Prevenida por su hijo, la mujer salió al umbral de la choza para observar al caballero que llegaba. Con una palabra, ordenó al muchacho que fuera a buscarle algo al interior. Éste se apresuró a obedecer y regresó con una pistola de rueda, que entregó a su madre.

—Escóndete, Tonin.

—Pero, mamá…

—Escóndete debajo de la cama y no salgas hasta que yo te lo diga.

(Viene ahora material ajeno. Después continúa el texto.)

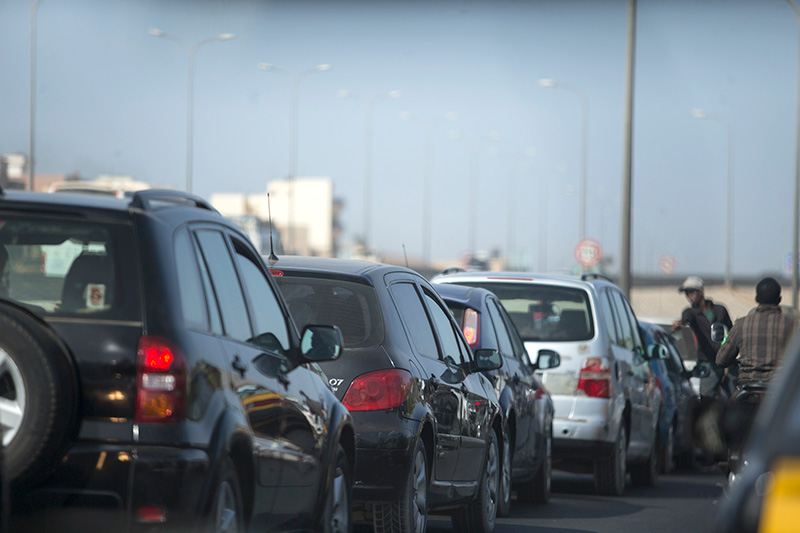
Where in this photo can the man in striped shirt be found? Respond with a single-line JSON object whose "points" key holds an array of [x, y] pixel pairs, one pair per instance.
{"points": [[758, 339]]}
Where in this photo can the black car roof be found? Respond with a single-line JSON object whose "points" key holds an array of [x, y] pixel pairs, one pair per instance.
{"points": [[352, 267]]}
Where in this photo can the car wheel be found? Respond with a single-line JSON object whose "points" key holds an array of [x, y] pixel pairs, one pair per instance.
{"points": [[504, 497], [226, 507], [609, 474], [38, 397], [409, 514], [646, 474], [668, 452], [480, 514], [338, 503]]}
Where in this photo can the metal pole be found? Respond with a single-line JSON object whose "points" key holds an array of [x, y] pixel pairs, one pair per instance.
{"points": [[32, 96], [796, 220], [627, 154]]}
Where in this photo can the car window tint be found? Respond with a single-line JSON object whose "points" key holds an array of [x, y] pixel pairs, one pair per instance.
{"points": [[544, 312], [415, 318], [352, 306], [609, 319], [503, 338], [190, 286], [235, 319], [626, 333], [270, 322], [444, 327]]}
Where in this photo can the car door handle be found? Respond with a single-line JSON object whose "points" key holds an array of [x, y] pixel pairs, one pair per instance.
{"points": [[238, 365]]}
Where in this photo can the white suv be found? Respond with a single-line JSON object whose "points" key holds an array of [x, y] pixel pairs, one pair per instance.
{"points": [[606, 400]]}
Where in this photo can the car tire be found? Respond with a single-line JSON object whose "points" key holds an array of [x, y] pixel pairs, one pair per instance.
{"points": [[609, 473], [38, 397], [338, 499], [409, 514], [226, 514], [646, 474], [504, 496], [480, 514], [668, 452]]}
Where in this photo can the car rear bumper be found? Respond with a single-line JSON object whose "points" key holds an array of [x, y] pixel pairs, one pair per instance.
{"points": [[102, 487]]}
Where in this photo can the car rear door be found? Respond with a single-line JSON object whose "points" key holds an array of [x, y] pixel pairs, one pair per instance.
{"points": [[441, 386]]}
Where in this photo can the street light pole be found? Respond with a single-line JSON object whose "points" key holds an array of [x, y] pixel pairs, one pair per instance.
{"points": [[32, 95], [796, 220], [191, 50], [547, 82], [430, 126], [701, 114], [293, 138], [369, 106]]}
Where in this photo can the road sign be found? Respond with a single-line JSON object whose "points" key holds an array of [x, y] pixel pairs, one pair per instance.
{"points": [[587, 252], [666, 264]]}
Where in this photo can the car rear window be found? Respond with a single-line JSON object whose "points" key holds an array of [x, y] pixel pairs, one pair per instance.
{"points": [[54, 266], [544, 312], [351, 306]]}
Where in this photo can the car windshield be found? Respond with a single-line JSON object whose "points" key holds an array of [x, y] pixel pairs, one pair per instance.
{"points": [[351, 306], [544, 312], [52, 266]]}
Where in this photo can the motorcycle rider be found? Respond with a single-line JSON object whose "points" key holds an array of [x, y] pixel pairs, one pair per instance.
{"points": [[758, 339], [699, 316]]}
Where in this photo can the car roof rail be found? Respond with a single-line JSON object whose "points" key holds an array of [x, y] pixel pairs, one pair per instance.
{"points": [[148, 198], [594, 275]]}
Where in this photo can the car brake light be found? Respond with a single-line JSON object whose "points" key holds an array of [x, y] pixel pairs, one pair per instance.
{"points": [[595, 378], [379, 390], [471, 327], [160, 381]]}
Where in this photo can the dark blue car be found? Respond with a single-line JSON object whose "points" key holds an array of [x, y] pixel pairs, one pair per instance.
{"points": [[527, 407], [680, 399]]}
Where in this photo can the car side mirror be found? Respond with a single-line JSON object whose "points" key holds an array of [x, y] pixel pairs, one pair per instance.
{"points": [[718, 332], [487, 359], [546, 360], [321, 342]]}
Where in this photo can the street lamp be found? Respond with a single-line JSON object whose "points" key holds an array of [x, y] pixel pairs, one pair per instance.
{"points": [[191, 50], [430, 126], [701, 114], [293, 136], [32, 94], [550, 83], [368, 137], [475, 145], [796, 221]]}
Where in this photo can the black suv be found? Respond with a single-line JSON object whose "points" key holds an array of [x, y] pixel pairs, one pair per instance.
{"points": [[429, 429], [152, 379]]}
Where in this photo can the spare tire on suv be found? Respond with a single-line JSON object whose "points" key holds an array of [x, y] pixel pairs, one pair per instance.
{"points": [[38, 396]]}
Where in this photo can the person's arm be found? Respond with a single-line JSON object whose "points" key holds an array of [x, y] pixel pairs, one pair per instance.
{"points": [[730, 347]]}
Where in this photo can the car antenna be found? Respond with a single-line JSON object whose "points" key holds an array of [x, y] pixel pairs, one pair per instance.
{"points": [[272, 257]]}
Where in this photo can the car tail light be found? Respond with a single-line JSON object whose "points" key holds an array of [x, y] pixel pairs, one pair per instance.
{"points": [[379, 390], [160, 381], [595, 378], [471, 327]]}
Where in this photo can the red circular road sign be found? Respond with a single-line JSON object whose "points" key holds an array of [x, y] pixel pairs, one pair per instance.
{"points": [[666, 264], [587, 252]]}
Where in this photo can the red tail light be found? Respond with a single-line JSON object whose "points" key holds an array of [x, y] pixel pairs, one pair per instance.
{"points": [[595, 378], [471, 327], [376, 391], [160, 381]]}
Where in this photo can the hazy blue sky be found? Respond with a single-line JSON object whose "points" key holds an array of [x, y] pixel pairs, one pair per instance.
{"points": [[112, 99]]}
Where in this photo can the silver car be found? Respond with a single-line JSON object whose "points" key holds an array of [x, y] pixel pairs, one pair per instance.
{"points": [[606, 400]]}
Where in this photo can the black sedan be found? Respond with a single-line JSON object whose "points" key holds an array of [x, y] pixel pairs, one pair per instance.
{"points": [[527, 407], [428, 424]]}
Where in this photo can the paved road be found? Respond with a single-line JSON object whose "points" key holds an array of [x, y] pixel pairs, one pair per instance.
{"points": [[685, 502]]}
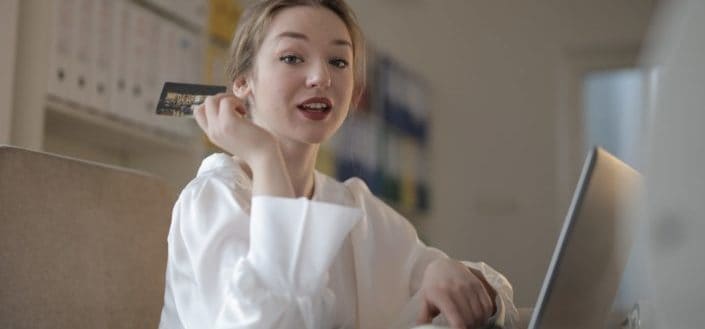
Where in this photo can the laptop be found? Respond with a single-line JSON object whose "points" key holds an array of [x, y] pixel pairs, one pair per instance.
{"points": [[593, 247]]}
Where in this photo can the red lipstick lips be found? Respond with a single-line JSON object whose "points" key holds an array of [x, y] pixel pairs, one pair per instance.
{"points": [[315, 108]]}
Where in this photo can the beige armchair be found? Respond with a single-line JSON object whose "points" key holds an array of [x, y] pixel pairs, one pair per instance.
{"points": [[82, 245]]}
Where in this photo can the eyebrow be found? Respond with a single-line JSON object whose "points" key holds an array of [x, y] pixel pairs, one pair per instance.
{"points": [[301, 36]]}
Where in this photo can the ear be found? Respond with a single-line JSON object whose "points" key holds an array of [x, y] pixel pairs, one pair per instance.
{"points": [[242, 88]]}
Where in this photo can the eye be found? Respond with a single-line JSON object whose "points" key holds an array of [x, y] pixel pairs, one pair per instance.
{"points": [[291, 59], [339, 63]]}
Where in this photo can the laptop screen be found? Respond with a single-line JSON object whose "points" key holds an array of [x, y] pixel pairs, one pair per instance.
{"points": [[593, 247]]}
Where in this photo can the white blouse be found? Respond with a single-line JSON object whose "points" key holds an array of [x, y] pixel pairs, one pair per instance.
{"points": [[343, 259]]}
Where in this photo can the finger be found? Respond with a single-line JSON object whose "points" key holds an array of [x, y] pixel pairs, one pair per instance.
{"points": [[200, 116], [427, 313], [464, 307], [211, 110], [486, 302], [479, 311], [230, 105], [446, 305]]}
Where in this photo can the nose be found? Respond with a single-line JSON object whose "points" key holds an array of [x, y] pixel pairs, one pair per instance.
{"points": [[319, 76]]}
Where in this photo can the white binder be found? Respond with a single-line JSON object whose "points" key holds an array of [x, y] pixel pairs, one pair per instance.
{"points": [[61, 51], [103, 20], [118, 73], [84, 53]]}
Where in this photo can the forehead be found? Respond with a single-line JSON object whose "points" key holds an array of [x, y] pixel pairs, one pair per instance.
{"points": [[316, 23]]}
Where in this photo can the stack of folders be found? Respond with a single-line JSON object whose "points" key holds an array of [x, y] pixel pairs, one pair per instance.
{"points": [[114, 56]]}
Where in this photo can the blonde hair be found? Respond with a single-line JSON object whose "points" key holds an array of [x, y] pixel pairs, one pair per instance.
{"points": [[253, 24]]}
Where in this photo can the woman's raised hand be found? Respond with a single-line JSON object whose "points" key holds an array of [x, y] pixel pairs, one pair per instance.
{"points": [[461, 295], [222, 118]]}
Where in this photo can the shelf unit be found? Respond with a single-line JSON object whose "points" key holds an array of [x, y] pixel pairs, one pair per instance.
{"points": [[51, 123]]}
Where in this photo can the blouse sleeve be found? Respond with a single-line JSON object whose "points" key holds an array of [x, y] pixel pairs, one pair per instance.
{"points": [[266, 270]]}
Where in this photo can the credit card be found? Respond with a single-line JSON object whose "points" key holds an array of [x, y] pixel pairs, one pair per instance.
{"points": [[179, 99]]}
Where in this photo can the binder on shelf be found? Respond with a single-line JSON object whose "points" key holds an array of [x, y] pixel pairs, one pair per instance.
{"points": [[62, 47], [119, 90], [103, 21], [84, 54]]}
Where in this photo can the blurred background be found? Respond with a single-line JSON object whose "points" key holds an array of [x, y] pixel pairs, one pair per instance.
{"points": [[475, 124]]}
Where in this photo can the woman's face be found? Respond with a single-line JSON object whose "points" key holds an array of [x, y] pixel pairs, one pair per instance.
{"points": [[302, 83]]}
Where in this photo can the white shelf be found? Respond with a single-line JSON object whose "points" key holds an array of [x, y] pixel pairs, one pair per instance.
{"points": [[90, 126]]}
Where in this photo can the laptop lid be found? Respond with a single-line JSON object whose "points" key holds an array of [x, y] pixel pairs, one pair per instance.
{"points": [[593, 247]]}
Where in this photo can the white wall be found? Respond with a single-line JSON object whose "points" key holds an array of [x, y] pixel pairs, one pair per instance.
{"points": [[8, 35], [495, 68]]}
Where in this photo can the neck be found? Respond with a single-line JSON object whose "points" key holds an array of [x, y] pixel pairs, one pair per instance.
{"points": [[301, 163]]}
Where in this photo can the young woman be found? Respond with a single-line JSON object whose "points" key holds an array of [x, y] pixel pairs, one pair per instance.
{"points": [[259, 239]]}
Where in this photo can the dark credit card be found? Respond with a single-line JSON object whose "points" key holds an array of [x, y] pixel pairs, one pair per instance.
{"points": [[179, 99]]}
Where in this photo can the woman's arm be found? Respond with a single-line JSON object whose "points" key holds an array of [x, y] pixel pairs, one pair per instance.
{"points": [[226, 270]]}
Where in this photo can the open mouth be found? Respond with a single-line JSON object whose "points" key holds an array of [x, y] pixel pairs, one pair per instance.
{"points": [[316, 108]]}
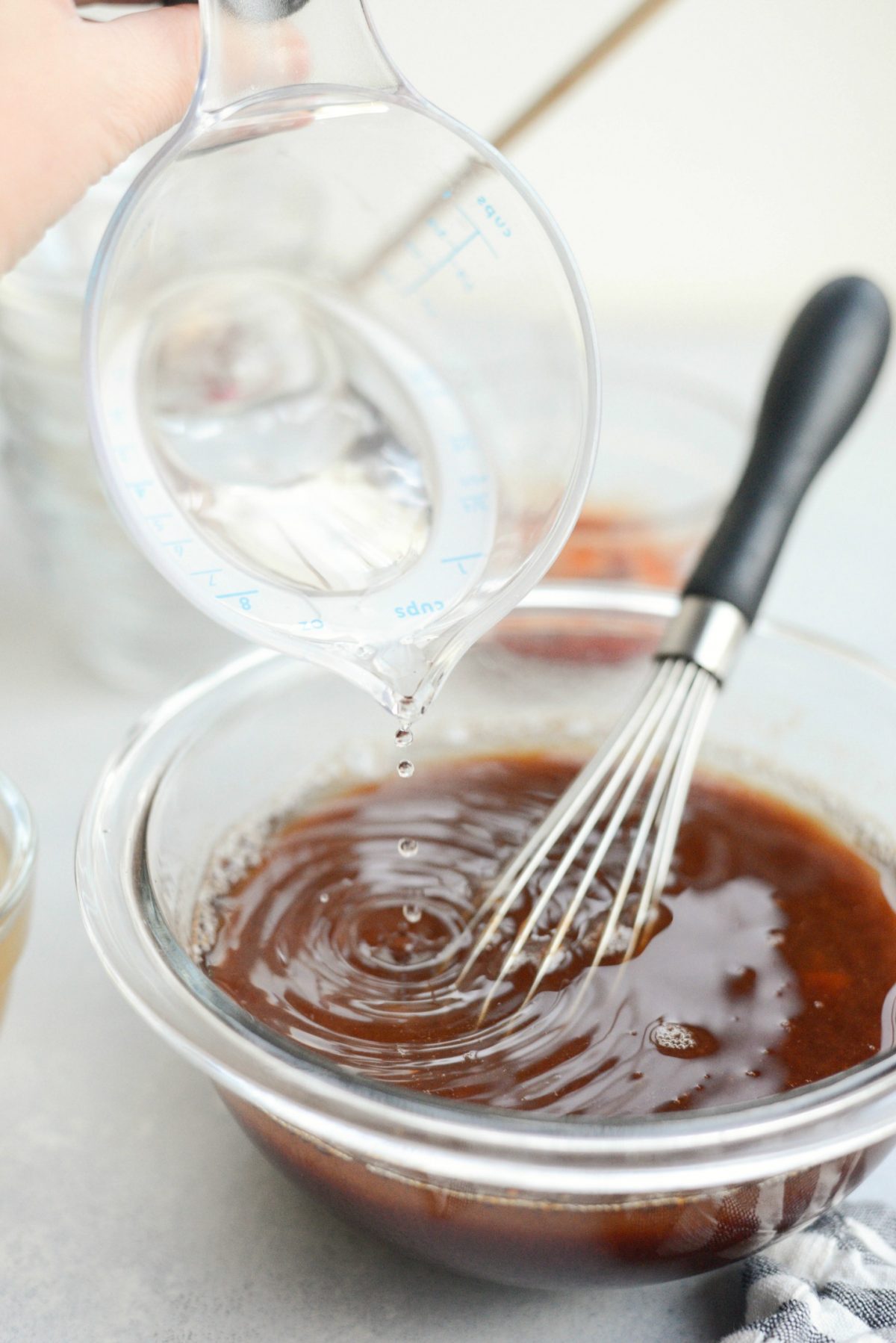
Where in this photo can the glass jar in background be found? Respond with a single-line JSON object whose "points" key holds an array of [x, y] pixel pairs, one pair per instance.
{"points": [[117, 614], [16, 873], [672, 447]]}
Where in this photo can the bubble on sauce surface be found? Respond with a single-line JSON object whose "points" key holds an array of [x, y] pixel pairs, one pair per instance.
{"points": [[679, 1040]]}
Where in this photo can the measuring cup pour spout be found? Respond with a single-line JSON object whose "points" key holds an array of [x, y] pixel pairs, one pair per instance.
{"points": [[341, 425], [255, 46]]}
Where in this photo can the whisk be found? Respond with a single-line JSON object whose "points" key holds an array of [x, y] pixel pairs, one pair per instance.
{"points": [[821, 379]]}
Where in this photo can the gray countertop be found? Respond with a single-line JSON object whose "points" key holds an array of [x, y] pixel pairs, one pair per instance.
{"points": [[131, 1206]]}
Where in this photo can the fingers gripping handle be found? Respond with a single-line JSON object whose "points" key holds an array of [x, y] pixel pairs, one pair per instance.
{"points": [[822, 376]]}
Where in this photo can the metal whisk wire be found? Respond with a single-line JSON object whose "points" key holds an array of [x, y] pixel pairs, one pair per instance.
{"points": [[824, 373]]}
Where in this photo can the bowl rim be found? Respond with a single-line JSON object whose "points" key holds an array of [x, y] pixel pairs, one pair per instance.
{"points": [[402, 1129]]}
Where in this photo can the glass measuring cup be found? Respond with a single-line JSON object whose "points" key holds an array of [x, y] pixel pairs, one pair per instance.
{"points": [[340, 365]]}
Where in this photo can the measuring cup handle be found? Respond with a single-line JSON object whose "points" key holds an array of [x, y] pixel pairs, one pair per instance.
{"points": [[255, 46]]}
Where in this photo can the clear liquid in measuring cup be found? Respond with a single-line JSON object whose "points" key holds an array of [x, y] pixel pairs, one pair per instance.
{"points": [[287, 434], [329, 480]]}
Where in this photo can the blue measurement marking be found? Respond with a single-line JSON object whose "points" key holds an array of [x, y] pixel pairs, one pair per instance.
{"points": [[462, 559], [243, 598], [207, 574], [444, 261], [473, 225]]}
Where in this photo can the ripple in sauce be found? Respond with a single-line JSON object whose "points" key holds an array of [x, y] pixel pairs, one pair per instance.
{"points": [[770, 964]]}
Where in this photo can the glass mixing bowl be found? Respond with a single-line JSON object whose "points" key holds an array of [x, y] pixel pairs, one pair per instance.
{"points": [[503, 1196]]}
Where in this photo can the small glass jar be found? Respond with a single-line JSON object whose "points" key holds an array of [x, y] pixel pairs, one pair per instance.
{"points": [[117, 614], [18, 848]]}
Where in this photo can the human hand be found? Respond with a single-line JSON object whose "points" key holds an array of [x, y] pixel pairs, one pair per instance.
{"points": [[75, 99]]}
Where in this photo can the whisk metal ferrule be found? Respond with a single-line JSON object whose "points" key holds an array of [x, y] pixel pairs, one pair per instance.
{"points": [[706, 631]]}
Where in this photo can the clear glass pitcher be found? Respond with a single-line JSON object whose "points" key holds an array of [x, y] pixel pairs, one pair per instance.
{"points": [[340, 365]]}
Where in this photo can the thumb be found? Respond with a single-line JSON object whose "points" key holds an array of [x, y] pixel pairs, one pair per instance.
{"points": [[146, 69], [77, 99]]}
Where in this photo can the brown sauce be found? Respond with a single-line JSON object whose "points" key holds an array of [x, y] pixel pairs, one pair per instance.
{"points": [[770, 966]]}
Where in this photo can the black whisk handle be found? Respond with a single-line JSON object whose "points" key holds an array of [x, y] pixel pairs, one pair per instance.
{"points": [[822, 376]]}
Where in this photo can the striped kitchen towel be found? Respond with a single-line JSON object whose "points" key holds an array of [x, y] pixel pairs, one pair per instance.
{"points": [[833, 1282]]}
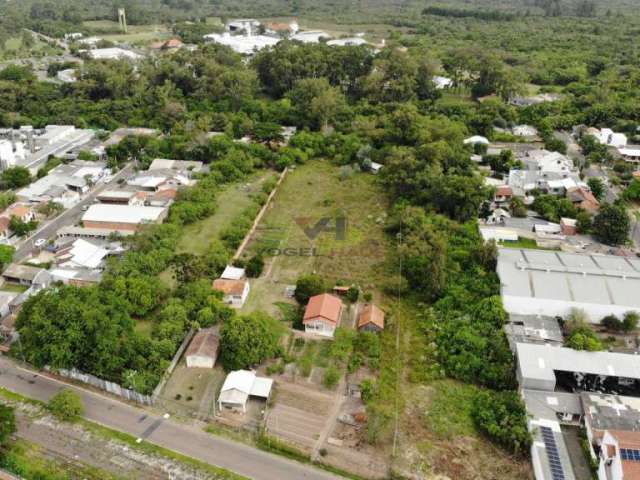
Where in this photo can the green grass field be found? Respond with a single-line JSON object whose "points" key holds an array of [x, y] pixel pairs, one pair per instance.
{"points": [[308, 194], [139, 34], [231, 202]]}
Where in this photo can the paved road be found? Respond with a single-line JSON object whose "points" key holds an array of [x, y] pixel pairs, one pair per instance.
{"points": [[68, 217], [181, 438]]}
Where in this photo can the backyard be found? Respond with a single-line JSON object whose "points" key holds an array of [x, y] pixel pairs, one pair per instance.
{"points": [[296, 242]]}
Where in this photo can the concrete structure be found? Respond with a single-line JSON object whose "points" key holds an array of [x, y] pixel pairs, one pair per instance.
{"points": [[65, 184], [31, 148], [233, 273], [347, 42], [235, 292], [239, 386], [176, 165], [533, 329], [442, 82], [476, 139], [322, 315], [113, 53], [537, 282], [538, 366], [202, 352], [25, 275], [243, 44], [612, 424], [122, 217], [311, 36], [548, 171], [371, 319]]}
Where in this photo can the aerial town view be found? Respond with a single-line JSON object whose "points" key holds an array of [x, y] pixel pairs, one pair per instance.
{"points": [[319, 240]]}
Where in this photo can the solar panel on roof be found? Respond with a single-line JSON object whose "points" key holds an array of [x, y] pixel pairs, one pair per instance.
{"points": [[630, 454], [553, 456]]}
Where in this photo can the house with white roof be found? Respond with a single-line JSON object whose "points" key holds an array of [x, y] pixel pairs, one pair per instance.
{"points": [[122, 217], [476, 139], [539, 282], [239, 386]]}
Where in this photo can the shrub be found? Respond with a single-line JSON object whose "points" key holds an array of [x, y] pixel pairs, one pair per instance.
{"points": [[502, 416], [254, 266], [66, 405], [331, 376]]}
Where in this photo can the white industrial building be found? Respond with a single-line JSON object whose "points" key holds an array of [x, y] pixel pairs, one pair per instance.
{"points": [[121, 217], [538, 365], [243, 44], [539, 282], [31, 148], [239, 386], [113, 53], [310, 36]]}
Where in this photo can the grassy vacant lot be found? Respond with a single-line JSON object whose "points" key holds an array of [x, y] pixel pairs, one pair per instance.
{"points": [[136, 33], [307, 195], [231, 201]]}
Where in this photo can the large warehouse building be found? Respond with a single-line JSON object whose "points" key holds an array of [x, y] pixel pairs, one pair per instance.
{"points": [[122, 217], [539, 282]]}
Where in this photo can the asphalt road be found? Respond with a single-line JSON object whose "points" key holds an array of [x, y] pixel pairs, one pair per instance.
{"points": [[184, 439], [68, 217]]}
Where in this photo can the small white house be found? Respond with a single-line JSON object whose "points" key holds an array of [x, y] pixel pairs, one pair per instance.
{"points": [[235, 292], [375, 167], [239, 386], [203, 349], [475, 140]]}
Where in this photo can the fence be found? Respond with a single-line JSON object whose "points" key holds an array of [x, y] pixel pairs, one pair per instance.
{"points": [[172, 366], [110, 387]]}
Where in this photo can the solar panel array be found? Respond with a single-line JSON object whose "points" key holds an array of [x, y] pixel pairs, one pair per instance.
{"points": [[557, 473], [630, 454]]}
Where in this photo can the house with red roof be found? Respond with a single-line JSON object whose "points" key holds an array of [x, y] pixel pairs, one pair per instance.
{"points": [[322, 315]]}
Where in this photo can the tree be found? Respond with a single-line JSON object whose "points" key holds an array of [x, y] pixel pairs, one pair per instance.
{"points": [[7, 424], [597, 187], [21, 228], [66, 405], [6, 255], [630, 322], [249, 340], [503, 417], [316, 103], [309, 286], [612, 323], [611, 224], [254, 266], [16, 177]]}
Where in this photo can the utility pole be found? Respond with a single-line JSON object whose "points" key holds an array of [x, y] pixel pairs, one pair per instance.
{"points": [[122, 20]]}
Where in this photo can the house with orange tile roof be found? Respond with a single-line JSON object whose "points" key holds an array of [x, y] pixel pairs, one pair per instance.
{"points": [[612, 428], [322, 315], [371, 319], [235, 292]]}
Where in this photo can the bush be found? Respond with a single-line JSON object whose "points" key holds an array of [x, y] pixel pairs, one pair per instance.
{"points": [[66, 405], [309, 286], [254, 266], [331, 376], [503, 418]]}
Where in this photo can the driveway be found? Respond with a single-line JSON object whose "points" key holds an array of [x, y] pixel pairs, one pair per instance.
{"points": [[185, 439], [68, 217]]}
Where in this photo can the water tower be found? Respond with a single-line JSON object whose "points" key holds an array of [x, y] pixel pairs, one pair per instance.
{"points": [[122, 20]]}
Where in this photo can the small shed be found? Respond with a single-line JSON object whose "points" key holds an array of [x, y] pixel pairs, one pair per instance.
{"points": [[240, 385], [371, 319], [203, 349]]}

Soplaba una pizca de viento al caer la tarde. Ya no se veían las casas que había más allá de la puerta. El pueblo más cercano se encontraba a una legua larga y el camino que llevaba hasta él quedaba lejos de allí. Incluso los mercaderes ambulantes y otros vendedores de almanaques se desviaban del camino principal sólo muy de vez en cuando. Uno tenía que valerse por sí mismo en este rincón perdido de la campiña francesa.

La mujer se quedó sola, y comprobó que la pistola estaba cargada y que la pólvora fulminante estaba bien seca en la cazoleta. Luego dejó que el arma le colgara del brazo ligeramente apartada del cuerpo, fuera de la vista del caballero que entraba en el patio, donde algunas gallinas picoteaban el suelo de tierra parda.

Apenas asintió cuando Antoine Leprat la saludó desde lo alto de su montura.

—Quisiera dar de beber a mi caballo. En señal de agradecimiento, os pagaré un vaso de vino.

Ella lo examinó detenidamente sin decir palabra.

Mal afeitado, mugriento y descuidado, parecía agotado y no inspiraba mucha confianza. Iba armado: llevaba pistolas en las fundas de su silla de montar y una curiosa espada blanca le colgaba del lado derecho, como si de un zurdo se tratara. Su jubón azul oscuro estaba abierto sobre una camisa aureolada de sudor y, cerca del hombro, la manga tenía un feo desgarrón que permitía intuir un vendaje reciente. Por si fuera poco, un hilo de sangre fresca le manchaba la mano, señal de que la herida se había vuelto a abrir.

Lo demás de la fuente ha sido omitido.